Alcuni agenti inquinanti causano importanti malattie. Quelli dispersi nell’aria causano in primo luogo malattie a carico dell’apparato respiratorio, ma non solo. Alcune di esse sono molto gravi e hanno un esito di solito infausto. Questo è il caso per esempio del mesotelioma causato da esposizione ad amianto ed erionite. L’amianto, nonostante la messa al bando del 1992, è purtroppo ancora presente in alcuni ambienti di lavoro e di vita, in edifici pubblici e privati.

I dipendenti del settore privato e della maggior parte degli ambiti del settore pubblico hanno diritto ad un indennizzo o rendita INAIL e a tutti i benefici previdenziali previsti dalla legge. I dipendenti dei comparti sicurezza del settore pubblico avranno diritto alla cosiddetta causa di servizio. In entrambi i casi si tratta di un indennizzo del danno subito. I malati e i familiari dei malati di malattie correlate ad agenti cancerogeni e inquinanti hanno diritto anche al risarcimento integrale dei danni subiti.

Occorre fare una distinzione tra l’ambiente di lavoro e l’ambiente di vita. Le stesse sostanze si possono incontrare sia nell’ambiente di vita, sia nell’ambiente di lavoro. La malattia professionale a differenza dell’infortunio sul lavoro non ha un’origine traumatica e violenta ma è contratta nell’esercizio dell’attività lavorativa, protratto nel tempo e a causa delle lavorazioni esercitate. Nel caso di invalidità permanente, l’INAIL (Istituto Nazionale per l’Assicurazione) eroga una franchigia se il danno biologico viene valutato come pari o inferiore al 5%. Con lesioni pari almeno al 6% si ha diritto all’indennizzo malattie professionali e, a partire dal 16%, anche dei danni da diminuite capacità di lavoro con rendita mensile INAIL.

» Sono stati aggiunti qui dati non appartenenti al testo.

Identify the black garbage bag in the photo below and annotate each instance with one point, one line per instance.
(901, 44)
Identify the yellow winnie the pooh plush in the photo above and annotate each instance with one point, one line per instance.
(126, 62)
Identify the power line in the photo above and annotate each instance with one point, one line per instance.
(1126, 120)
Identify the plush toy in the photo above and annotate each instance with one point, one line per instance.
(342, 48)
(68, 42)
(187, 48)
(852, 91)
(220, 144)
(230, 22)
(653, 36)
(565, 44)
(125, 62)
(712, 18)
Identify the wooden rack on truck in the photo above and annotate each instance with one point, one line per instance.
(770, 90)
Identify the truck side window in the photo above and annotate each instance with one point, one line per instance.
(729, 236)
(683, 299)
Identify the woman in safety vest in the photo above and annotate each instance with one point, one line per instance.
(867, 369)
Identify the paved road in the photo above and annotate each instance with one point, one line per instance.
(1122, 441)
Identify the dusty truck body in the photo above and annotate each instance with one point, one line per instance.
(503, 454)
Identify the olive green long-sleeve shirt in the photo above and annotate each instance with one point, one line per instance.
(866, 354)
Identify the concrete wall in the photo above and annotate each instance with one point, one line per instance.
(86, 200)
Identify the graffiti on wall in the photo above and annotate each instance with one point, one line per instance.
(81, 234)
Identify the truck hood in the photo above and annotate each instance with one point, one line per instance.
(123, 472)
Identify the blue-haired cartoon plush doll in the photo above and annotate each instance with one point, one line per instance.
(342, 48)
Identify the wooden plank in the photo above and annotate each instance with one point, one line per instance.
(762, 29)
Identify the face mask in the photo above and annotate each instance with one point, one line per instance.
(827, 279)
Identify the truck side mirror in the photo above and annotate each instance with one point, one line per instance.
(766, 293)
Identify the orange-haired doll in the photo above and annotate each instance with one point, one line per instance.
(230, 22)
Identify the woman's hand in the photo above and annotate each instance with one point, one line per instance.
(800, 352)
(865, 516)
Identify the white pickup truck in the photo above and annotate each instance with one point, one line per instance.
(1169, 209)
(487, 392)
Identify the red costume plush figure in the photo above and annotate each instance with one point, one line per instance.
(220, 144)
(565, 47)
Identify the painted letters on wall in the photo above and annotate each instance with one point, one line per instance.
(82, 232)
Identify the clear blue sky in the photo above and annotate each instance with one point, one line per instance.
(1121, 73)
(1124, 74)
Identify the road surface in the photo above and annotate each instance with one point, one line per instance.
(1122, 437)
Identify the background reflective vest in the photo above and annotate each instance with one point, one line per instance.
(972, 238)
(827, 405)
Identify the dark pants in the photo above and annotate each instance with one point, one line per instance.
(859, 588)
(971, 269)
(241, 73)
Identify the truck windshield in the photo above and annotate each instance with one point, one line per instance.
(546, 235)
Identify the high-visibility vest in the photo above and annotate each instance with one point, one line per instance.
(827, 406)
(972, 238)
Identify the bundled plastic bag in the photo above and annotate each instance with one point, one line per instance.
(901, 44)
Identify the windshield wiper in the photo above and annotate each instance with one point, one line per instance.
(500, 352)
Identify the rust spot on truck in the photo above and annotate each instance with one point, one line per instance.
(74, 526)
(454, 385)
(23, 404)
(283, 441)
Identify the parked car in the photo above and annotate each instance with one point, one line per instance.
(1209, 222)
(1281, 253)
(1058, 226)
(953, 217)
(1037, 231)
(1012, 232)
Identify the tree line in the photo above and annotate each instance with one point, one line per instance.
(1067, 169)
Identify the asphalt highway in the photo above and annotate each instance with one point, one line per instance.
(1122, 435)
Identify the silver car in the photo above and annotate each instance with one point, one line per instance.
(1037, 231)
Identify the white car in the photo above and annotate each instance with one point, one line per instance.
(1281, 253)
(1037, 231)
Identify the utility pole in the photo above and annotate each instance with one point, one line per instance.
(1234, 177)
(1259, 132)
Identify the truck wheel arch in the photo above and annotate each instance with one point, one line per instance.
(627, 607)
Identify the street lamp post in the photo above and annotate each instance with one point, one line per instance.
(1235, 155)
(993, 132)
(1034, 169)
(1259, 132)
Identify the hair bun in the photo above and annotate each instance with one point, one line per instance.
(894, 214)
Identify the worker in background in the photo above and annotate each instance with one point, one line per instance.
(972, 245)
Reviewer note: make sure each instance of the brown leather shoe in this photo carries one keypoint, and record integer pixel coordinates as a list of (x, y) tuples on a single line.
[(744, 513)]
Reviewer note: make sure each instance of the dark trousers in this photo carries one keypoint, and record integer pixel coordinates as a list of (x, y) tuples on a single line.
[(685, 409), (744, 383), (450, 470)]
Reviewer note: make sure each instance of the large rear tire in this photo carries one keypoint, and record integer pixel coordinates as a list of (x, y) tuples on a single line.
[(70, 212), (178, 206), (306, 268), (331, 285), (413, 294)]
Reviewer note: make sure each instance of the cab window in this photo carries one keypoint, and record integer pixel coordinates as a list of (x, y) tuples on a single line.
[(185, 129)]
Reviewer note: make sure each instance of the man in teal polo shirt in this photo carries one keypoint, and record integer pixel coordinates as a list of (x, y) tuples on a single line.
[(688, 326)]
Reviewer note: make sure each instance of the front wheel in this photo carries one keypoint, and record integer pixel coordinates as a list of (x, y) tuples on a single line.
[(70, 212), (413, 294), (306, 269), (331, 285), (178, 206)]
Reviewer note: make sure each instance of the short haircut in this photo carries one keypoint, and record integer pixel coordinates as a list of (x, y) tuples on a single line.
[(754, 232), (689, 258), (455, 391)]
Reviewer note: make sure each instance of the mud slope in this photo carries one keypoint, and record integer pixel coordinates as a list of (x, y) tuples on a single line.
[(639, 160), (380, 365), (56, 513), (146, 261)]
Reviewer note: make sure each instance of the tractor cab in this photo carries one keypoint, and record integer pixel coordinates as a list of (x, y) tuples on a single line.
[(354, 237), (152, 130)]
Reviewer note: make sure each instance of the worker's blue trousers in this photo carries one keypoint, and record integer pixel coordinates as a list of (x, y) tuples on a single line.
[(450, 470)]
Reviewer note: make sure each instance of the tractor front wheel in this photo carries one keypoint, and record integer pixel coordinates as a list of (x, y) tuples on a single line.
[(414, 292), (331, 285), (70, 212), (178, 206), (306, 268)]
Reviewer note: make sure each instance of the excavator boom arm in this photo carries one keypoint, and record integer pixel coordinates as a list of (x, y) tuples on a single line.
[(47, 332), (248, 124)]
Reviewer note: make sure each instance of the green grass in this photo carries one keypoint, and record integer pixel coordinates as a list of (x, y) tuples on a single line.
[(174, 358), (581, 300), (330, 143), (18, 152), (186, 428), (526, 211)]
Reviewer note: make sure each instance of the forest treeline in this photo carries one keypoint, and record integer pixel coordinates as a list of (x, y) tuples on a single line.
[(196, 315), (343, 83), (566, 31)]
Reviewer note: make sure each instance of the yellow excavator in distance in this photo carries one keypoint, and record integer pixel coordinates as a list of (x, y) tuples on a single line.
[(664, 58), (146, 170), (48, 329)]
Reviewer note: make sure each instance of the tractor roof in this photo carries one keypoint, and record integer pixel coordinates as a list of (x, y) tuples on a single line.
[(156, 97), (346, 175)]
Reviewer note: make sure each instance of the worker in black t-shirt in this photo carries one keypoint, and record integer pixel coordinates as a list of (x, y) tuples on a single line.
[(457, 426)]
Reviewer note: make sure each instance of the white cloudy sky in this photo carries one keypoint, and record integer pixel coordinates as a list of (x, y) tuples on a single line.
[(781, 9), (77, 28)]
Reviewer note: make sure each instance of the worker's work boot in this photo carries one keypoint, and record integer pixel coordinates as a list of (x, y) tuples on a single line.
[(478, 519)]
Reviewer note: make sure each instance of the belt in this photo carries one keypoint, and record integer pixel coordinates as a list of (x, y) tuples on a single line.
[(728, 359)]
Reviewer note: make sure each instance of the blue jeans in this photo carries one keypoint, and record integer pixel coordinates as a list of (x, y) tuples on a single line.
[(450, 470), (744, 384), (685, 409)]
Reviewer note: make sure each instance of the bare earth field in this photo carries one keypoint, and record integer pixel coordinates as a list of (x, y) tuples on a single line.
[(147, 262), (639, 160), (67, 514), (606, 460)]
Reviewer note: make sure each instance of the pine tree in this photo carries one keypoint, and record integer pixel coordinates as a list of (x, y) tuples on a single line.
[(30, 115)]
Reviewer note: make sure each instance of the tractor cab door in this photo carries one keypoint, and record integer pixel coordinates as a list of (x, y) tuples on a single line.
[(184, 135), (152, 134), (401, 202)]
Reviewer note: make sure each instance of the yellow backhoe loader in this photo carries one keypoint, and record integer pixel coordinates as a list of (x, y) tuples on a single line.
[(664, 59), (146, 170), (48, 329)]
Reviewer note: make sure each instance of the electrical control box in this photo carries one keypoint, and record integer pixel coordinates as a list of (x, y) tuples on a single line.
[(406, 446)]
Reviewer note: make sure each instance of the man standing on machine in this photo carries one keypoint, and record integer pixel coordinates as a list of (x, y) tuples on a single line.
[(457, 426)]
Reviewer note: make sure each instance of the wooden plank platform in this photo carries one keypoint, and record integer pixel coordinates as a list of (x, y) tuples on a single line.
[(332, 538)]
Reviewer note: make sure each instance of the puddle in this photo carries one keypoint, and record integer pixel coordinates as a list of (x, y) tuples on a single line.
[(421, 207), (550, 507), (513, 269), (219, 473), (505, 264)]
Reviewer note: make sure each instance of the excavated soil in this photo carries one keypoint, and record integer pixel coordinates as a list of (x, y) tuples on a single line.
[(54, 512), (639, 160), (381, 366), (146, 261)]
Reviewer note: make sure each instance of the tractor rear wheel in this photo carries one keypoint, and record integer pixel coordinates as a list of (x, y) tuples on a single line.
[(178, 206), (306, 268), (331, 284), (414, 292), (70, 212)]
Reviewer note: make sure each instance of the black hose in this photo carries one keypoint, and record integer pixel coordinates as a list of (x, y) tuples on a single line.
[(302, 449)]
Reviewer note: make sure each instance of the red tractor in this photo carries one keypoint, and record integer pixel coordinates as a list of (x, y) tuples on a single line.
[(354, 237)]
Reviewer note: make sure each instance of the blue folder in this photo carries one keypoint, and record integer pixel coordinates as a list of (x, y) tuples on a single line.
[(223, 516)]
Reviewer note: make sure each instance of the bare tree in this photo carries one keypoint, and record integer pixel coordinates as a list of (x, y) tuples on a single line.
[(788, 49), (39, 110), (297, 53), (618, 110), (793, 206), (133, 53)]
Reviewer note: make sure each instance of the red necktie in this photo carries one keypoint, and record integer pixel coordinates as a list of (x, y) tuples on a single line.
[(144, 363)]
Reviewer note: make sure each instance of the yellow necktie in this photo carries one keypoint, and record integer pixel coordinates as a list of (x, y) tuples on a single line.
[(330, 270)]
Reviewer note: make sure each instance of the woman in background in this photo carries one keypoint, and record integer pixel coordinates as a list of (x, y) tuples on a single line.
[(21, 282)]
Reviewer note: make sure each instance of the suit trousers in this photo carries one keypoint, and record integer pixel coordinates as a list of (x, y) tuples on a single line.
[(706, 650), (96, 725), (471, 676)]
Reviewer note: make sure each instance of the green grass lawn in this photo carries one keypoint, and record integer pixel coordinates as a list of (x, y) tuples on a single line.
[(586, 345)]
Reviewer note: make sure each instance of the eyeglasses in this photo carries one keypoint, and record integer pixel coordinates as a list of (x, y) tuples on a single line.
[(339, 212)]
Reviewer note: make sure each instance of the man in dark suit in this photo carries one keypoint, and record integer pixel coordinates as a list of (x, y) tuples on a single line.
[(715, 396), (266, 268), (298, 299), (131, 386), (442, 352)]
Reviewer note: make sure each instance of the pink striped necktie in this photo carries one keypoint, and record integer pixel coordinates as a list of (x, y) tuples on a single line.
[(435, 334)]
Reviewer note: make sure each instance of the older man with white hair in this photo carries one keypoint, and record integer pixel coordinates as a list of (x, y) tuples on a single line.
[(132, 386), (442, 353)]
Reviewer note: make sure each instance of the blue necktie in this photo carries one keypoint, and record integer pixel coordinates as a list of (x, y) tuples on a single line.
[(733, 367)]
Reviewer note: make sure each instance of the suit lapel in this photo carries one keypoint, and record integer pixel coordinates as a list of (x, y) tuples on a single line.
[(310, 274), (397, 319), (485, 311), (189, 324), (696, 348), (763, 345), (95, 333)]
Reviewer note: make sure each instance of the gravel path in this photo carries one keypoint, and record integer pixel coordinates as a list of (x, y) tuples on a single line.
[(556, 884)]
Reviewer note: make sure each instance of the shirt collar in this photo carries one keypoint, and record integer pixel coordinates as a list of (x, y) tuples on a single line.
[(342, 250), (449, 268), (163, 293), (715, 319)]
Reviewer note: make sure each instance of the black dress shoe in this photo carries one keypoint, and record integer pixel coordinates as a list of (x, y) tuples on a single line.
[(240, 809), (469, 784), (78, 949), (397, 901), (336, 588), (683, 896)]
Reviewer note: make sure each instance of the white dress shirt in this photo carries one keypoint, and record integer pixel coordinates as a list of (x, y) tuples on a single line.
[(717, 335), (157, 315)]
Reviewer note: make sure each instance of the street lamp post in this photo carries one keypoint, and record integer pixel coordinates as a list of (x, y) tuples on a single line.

Prendiamo un caso frequente come la Broncopneumopatia Cronica Ostruttiva (BPCO), che causa ostruzione bronchiale ed è solitamente associata ad una aumentata risposta infiammatoria cronica delle vie aeree e del polmone a particelle o gas nocivi. Gli agenti più coinvolti nell’eziologia della malattia possono essere chimici (IPA, fumi di saldatura, isocianati) o minerali (carbone, silice, fibre artificiali vetrose). Possono essere il carbone, le polveri di legno, il berillio, il cadmio, gli isocianati, le polveri di cotone, le polveri di grano e cereali, le polveri di legno e carta, i prodotti ammoniacali, i solventi organici, le polveri inerti (cemento, calcare, gesso, calce e altro).

Gli antigeni presenti negli ambienti di lavoro possono essere distinti in derivanti da funghi (muffe) e batteri, ma anche chimici. I principali agenti inquinanti inseriti nelle liste INAIL sono elencati nel sito apposito dell’ente. Se un lavoratore soffre di una di queste patologie, ha diritto all’integrale risarcimento dei danni: danni patrimoniali e danni non patrimoniali (esistenziale, biologico, morale, e in alcuni casi tanatologico e catastrofale). Quindi, un datore di lavoro deve garantire la salubrità degli ambienti ai suoi dipendenti e collaboratori migliorando anche la qualità dell’aria nei suoi ambienti al chiuso.